On the way, Margaret stops and taunts her brother to reveal why they were leaving or else she wouldn't continue. When he said that he was going to the man who had given them a lift in his truck and work to get a big house like the one in the photo that flew out when they ran, Margaret revealed to him that she had seen a dream the previous night. Derick replied bluntly that her dreams never come true. So when she U-turned in defiance and saw her gleeful aunt coming, she happily ran towards her oblivious of the fact that there was danger lurking. At the T-junction near a bridge, a white Nissan Datsun pick up sped without warning and knocked her into a river, fulfilling the nightmare she had seen a couple of times from the start of the movie. Her uncle helped to pull her out.

==Cast==
- Benjamin Abemigisha as Derick
- Rachel Nduhukire as Margaret
- Joel Okuyo Atiku Prynce as Lucky
- Joanitta Bewulira-Wandera as Headmistress
- Ben Greathead as Ben Thomas
- Emily Greathead as Emily Thomas
- Hugh Greathead as Mr. Thomas
- Lillian Greathead as Lillian Thomas
- Stefanie Greathead as Mrs.

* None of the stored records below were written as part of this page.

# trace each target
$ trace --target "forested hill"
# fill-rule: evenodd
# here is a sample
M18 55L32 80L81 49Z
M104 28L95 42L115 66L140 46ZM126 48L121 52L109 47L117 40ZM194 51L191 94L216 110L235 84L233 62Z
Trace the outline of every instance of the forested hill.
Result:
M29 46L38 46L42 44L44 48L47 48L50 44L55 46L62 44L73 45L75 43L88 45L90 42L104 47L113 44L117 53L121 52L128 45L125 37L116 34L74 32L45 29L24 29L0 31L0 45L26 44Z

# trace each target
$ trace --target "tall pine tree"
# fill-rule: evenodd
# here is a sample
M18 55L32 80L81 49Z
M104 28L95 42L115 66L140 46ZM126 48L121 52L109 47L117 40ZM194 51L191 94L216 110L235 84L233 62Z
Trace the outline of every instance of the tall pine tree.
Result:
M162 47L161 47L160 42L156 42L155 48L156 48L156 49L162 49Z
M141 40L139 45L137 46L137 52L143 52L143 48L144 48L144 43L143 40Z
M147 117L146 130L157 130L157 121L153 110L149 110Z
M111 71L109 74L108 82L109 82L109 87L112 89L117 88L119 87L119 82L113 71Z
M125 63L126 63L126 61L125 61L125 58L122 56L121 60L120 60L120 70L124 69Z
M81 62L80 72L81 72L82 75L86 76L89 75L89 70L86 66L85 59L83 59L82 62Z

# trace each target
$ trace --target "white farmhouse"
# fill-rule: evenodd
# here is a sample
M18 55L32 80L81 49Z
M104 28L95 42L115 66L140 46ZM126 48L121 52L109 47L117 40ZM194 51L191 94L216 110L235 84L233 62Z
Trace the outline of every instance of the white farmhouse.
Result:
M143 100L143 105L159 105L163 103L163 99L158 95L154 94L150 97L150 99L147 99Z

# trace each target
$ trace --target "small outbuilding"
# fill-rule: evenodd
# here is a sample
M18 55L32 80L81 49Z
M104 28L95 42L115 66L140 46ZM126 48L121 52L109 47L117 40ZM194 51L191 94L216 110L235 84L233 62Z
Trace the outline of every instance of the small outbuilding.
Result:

Thomas
- Samual Ibanda as Mosquito net salesman
- Isaac Muwawu as Uncle
- Kaya Kagimu as Auntie Christine
- Abu Kawenja as Rebel leader
- Isaac Kuddzu as Man in taxi
- Maureen Kulany as Rural school teacher
- Miecke Lawino as Brenda
- Edwin Mukalazi as Drunk man No. 2.

==Production and release==
The underwater scene alone was shot for 8 hours at the swimming pool of a hotel in Entebbe. Scuba divers were used and a sister to the girl playing Margaret's role was the stuntman in the pool. Oxygen was always ready in case she drowned. The movie was released on 16 October 2011. It's a World Vision Experience, building a better world for children. The two siblings who inspired this movie are HIV free and going on well with their lives today supported by World Vision.

A year before the film release during Maisha Filmlab 2010, Benjamin Abemigisha also featured as the main kid in Zebu and the Photo Fish, a short film directed by Zipporah Nyaruri.